The annual convention has been previously held in Fresno, but UFW President Arturo Rodriguez told me Friday that it made sense to move the convention here.
"First of all, doing it in Kern County means a lot to us," Rodriguez said. "This is where our roots are."
The merging of two organizations, the UFW formed in Delano in 1962, but today is headquartered in Keene in the Tehachapi Mountains where the late Cesar Chavez sometimes conducted personal and unpublicized fasts and meditations. The Keene location also served as the channel for Chavez to focus on his work.
"He worked there long hours, seven days a week," Rodriguez said.
About 1,500 farmworkers throughout California, Oregon, Washington, Arizona and Texas are expected to attend the convention, and Rodriguez said the local response has been welcoming.
He said it will be an opportunity to reflect on the labor organization's future goals and its past for farmworkers over the last half century, including the 2002 binding mediation law signed in California, the first in the country that reduces contract mediation (negotiation) to commence after six months; the Agricultural Labor Relations Act of 1975; new union contracts; the 1986 immigration reform or amnesty for farmworkers; and the heat illness regulation signed by former Gov. Arnold Schwarzenegger in 2005 that mandates shade, water, prevention training and emergency procedures.
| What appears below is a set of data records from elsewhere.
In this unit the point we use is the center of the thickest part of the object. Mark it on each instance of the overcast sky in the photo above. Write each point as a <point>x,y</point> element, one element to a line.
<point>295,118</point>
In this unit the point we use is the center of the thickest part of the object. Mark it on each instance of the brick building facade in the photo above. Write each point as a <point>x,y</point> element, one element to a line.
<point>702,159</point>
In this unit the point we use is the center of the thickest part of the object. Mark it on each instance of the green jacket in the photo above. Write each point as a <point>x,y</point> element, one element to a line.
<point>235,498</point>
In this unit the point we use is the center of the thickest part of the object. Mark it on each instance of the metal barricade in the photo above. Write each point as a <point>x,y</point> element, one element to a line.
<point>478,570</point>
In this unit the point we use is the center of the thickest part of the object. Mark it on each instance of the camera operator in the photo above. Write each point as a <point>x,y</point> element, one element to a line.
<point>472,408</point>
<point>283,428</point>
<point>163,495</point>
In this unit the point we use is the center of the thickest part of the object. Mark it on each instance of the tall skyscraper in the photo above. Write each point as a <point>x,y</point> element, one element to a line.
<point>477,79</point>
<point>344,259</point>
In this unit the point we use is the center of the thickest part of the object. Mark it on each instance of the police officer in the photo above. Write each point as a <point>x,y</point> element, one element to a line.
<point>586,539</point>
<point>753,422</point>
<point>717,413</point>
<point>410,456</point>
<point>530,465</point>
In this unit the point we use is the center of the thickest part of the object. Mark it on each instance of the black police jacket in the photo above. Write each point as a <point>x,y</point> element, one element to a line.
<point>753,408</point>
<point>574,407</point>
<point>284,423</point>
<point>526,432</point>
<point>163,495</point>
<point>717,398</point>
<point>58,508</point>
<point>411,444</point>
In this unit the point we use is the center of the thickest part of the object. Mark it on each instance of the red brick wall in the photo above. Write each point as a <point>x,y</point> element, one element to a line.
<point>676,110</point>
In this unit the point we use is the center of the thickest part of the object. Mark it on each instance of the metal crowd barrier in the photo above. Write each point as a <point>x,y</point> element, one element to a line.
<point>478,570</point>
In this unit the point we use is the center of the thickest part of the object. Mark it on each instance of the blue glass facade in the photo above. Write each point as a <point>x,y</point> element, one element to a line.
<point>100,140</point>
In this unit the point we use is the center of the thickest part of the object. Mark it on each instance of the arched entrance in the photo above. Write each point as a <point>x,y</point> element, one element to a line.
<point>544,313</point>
On the UFW legislative agenda in the future are immigration reform for farmworkers; expansion of organizing rights; and overtime legislation at the state and federal level.
The convention also is likely to draw some celebrities closely associated with UFW or Chavez. However, it has also sparked significant involvement from local community leaders, including Kern County Superior Court Judge Robert Tafoya, attorney H.A. Sala, former state Assemblyman Ray Gonzales, Bakersfield City School District board member Lillian Tafoya, and Jack Brigham, executive director of the Bakersfield College foundation Center for Kern Political Education.
Judge Tafoya added that the anniversary is a perfect time to reflect on Chavez's contributions and spark a community dialogue about the contributions of farmworkers and UFW.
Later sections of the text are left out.